In 2001, the Enron board consisted of fifteen members, many of them with fifteen or more
years of experience on the Board of Enron and its predecessor companies, and many of them
also members of the Boards of other companies. Of the five committees of the Enron Board,
the key Audit and Compliance Committee had six members, of whom two had formal
accounting training and professional experience and only one had limited familiarity with
complex accounting principles; and the Compensation Committee had five members, three
with at least fifteen years of experience with Enron (United States Senate, 2002, pp. 12, 9).
Transparency
David Baker (2005) views Enrons bankruptcy as an accounting failure in which the investors
and creditors of the company were deceived and presented with false financial information .In
his view the bankruptcy losses of the investors could have been reduced to some extent if they
had been provided with the transparent financial information and its result.
Accountants and Auditors
Regarding auditing, good corporate governance requires high quality standards for preparation
and disclosure, and independence for the external auditor. Enrons external auditor was Arthur
Andersen, which also provided the firm with extensive internal auditing and consulting
services. Some idea of its relative importance in these different roles during the period leading
up to Enrons insolvency is indicated by the fact that in the year 2000, consultancy fees (at
US$27 million) accounted for more than 50 per cent of the approximately US$52 million
earned by Andersen for work on Enron. The history of relations between Enron and Arthur
Andersen suggests that they were frequently considered by tensions due to the latters
difficulties concerning several features of Enrons accounting. However, overall, Andersens
performance, revelations concerning which were to lead to the break-up of the firm, led to the
following assessment by the Powers Committee: The evidence available to us suggests that
Andersen did not fulfil its professional responsibilities in connection with its audits of Enrons
financial statements, or its obligation to bring to the attention of Enrons Board (or the Audit
and Compliance Committee) concerns about Enrons internal contracts over the related-party
transactions (Powers et al., 2002, p. 24). Both the Powers Committee and bodies of the United
States Senate that have investigated Enrons collapse have taken the view that lack of
independence linked to its multiple consultancy roles was a crucial factor in Andersens failure
to fulfil its obligations as Enrons external auditor (United States Senate, 2002, pp. 578).

Conclusion
Through the analysis of Enron case, it showed that how the directors of the Enron used financial
reporting to mask the real financial position of the company. Auditors independence,
deregulation energy industry in USA, flaws in US Generally Accepted Accounting Principles
(GAAP), Accounting Standards and poor corporate Governance, ultimately led to the downfall
of Enron. But there is consensus that Enron executives used financial reporting as a tool to
mask the real financial position of the company and also all these factors are linked directly or
indirectly with financial reporting.
Transparency and Accountability are the two key words and lack of both in the financial
systems result in scandals like the Enron. It is a basic notion in finance that increased debts
can increase the financial risk of an entity but how the investors of a company would know if
debts do not appear on the financial statements of the company? Therefore it can be argued that
if Enron had presented their financial reports with transparency and had shown their assets and
liabilities accordingly, the financial losses to the investors would have been minimised.

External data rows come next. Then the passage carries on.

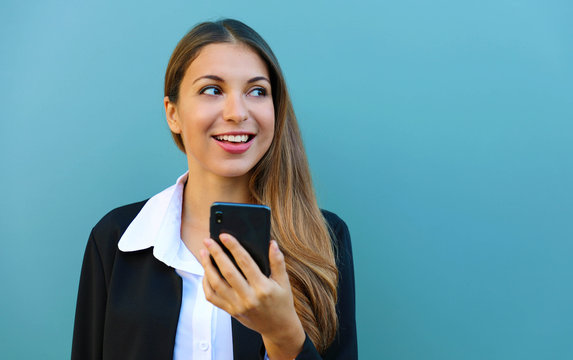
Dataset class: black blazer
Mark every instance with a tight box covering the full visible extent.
[72,201,358,360]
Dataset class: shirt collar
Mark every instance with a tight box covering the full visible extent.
[117,172,204,275]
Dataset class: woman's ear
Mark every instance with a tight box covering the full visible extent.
[163,96,181,134]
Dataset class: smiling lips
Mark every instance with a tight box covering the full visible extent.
[213,132,255,154]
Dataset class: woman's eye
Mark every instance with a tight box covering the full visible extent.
[249,88,267,96]
[199,86,221,95]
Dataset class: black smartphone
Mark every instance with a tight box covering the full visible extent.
[209,202,271,277]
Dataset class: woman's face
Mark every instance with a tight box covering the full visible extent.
[164,43,275,177]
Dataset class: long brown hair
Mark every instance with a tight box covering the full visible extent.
[165,19,338,352]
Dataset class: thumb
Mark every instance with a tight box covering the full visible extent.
[269,240,290,287]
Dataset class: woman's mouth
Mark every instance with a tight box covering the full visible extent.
[213,134,255,154]
[214,134,254,143]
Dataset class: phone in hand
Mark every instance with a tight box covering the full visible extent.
[209,202,271,277]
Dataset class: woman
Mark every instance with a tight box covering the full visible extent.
[72,19,357,360]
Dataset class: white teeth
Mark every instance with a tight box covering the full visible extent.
[215,135,249,143]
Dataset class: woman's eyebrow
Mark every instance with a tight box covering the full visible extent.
[247,76,271,84]
[193,75,271,84]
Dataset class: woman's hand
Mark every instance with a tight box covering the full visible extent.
[201,234,305,360]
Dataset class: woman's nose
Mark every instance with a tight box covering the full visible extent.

Financial analysts use financial information for valuations purposes and forecast the earnings
of the company which has impact on the security prices. The Enrons earnings were inflated
fraudulently and debts were shown as profits. Which in turn inflated the stock prices but it did
not create value to the shareholders as these prices were based on false information. Therefore
it can be argued that quality reporting can lead to quality forecast and estimates, which will be
based on true and fair view and can help investors in quality decisions and it can create value
to shareholders and value to corporate in the long run.